Lo spunto:
A che ve serviralo tuti ‘sti argagni, se pò seo come ragni presoneri de na tela? A che cosa vi serviranno tutti questi marchingegni, se poi siete come ragni prigionieri di una tela? Una delle ultime frasi che ho sentito pronunciare da mio nonno, “el Ricardo Pipa”.
Cosa c’è che non va, mi chiedevo allora, e me lo chiedo ancora? All’apparenza tutto, poi, ripensandoci bene, niente! Forse è proprio dentro questo termine: «tutto» che dimora il niente. Sì, perché l’inizio sta proprio in quel tutto che nasconde l’insidia del niente… “Gnènt en tut, gnènt de gnènt, gnènt de pù, gnènt de nòo…” – Niente in tutto, niente di niente, niente di più, niente di nuovo… – Si potrebbe continuare all’infinito, fino allo sproloquio, ma forse, è doverosa una riflessione. Una amara riflessione! Sarà mica questo “tutto” che ci ha catapultati nel «sistema del niente»? Rammento sempre le parole di un vecchio; “el Bòzol”; che seduto sulla panca, posizionata ad occidente, nel rione “Mas da Prà”, nelle lunghe serate d’estate, soleva dire: “matèi, se se la passava mèio quan che no’ gh’èra gnènt… se èra pù siori alora, che ancòi, che no ne manca gnènt!” – “Ragazzi: si stava meglio quando non c’èra niente… si era più signori allora, che oggi, che non ci manca niente!” – Ma in quel fatidico «niente» dimora il tutto! Partire dal niente, per giungere a quella elevazione che è ben poca cosa, forse è soltanto il primo gradino di quella che viene chiamata evoluzione. Un solo gradino! In duemila anni di storia, possiamo affermare di aver fatto quel fatidico «balzo»?
Corrado Zanol (Capriana)
Forse aveva proprio ragione il Nonno con la sua pipa, non era solo il rimpianto dei vecchi tempi andati il suo.

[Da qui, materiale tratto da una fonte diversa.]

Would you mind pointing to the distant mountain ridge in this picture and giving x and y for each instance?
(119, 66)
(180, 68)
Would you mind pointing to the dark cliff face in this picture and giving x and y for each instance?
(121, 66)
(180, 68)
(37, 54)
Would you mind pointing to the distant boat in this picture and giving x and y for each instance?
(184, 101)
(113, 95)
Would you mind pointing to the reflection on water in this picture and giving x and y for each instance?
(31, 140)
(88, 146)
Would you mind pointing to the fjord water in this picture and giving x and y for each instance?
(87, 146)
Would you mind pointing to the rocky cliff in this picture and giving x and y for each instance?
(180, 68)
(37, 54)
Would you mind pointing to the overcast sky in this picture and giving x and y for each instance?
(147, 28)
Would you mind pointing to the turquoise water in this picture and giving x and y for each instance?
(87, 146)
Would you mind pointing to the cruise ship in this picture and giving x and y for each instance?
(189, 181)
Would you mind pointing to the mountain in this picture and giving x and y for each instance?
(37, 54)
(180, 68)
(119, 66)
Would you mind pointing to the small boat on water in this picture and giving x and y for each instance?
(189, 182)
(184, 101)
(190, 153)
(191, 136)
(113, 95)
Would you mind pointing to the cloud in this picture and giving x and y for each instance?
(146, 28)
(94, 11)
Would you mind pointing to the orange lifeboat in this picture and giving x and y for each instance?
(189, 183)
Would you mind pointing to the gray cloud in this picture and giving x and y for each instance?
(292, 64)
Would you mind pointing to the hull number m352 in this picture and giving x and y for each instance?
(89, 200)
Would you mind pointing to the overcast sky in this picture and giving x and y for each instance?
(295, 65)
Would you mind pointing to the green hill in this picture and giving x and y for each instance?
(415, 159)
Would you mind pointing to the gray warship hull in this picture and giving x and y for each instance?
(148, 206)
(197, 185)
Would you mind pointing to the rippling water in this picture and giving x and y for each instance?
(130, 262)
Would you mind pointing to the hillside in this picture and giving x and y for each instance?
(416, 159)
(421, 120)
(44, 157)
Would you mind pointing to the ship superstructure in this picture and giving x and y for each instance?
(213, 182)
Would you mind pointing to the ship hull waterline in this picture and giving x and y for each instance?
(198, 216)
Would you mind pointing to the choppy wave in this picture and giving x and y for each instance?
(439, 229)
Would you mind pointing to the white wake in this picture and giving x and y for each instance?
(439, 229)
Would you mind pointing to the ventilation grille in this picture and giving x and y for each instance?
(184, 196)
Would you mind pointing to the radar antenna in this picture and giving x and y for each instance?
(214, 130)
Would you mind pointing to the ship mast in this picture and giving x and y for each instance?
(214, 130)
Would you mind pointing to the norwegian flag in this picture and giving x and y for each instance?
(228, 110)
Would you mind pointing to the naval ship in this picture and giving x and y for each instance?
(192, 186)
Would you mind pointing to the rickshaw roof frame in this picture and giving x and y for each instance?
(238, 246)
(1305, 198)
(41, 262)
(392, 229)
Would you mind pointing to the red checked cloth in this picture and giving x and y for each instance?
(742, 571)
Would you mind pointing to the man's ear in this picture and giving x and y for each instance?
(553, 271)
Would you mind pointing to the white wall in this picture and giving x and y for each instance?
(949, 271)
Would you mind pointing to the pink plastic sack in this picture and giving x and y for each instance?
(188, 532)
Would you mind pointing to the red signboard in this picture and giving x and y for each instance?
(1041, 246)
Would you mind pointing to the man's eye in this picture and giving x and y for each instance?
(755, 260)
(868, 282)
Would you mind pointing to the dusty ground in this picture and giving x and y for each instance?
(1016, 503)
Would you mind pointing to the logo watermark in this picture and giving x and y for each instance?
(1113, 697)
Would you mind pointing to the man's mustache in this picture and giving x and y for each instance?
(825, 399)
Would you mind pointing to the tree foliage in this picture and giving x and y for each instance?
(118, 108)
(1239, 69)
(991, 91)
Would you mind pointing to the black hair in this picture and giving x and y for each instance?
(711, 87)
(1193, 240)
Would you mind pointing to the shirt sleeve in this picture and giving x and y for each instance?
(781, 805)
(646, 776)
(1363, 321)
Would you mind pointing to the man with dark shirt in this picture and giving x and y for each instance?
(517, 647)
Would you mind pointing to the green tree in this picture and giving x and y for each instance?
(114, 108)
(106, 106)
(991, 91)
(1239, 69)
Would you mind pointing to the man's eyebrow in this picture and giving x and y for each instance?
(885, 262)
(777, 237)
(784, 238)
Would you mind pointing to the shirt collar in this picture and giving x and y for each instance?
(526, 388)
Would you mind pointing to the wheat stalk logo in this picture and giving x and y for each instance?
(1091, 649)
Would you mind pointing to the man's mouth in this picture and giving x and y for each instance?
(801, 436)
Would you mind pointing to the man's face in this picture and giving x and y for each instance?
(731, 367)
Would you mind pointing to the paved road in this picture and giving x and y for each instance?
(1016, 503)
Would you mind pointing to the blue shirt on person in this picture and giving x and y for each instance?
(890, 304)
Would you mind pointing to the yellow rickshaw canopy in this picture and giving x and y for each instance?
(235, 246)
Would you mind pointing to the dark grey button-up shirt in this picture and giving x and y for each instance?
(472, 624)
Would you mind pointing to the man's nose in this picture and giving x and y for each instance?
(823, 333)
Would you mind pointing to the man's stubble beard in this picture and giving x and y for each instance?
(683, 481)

Perché è vero che la post-modernità globalizzata consente di avere tutto (almeno a chi ha i soldi per comperarselo) ma è anche vero che ci ha rubato ciò che più conta, i luoghi, lasciandoci con “niente in tutto”. I luoghi sono infatti essenziali per la vita, per farla crescere, maturare, per darle identità e libertà. I luoghi sono lì dove si nasce e si radicano le prime esperienze dell’imprinting, ma sono luoghi anche una stube cordiale dove ci si ritrova con gli amici, e può esserlo una panchina che, sotto un albero o addossata a un vecchio muro abbraccia un intero orizzonte. Un luogo: dove si provano emozioni, si ricevono suggestioni (e suggerimenti di vita) si intessono relazioni. Tutti noi, a ben vedere, abbiamo avuto prima o poi, una panchina come “luogo”: al parco dove ci portava la mamma a giocare, o magari con la morosa, oppure soli, nelle ore inquiete dell’adolescenza a leggere lunghe pagine di libri nella ricerca delle nostre attese e speranze. Per molte estati la mia panchina di riferimento fu invece quella accanto al portale della chiesetta di Gries, frazione ladina di Canazei, in val di Fassa, che era poi la panchina del pastore.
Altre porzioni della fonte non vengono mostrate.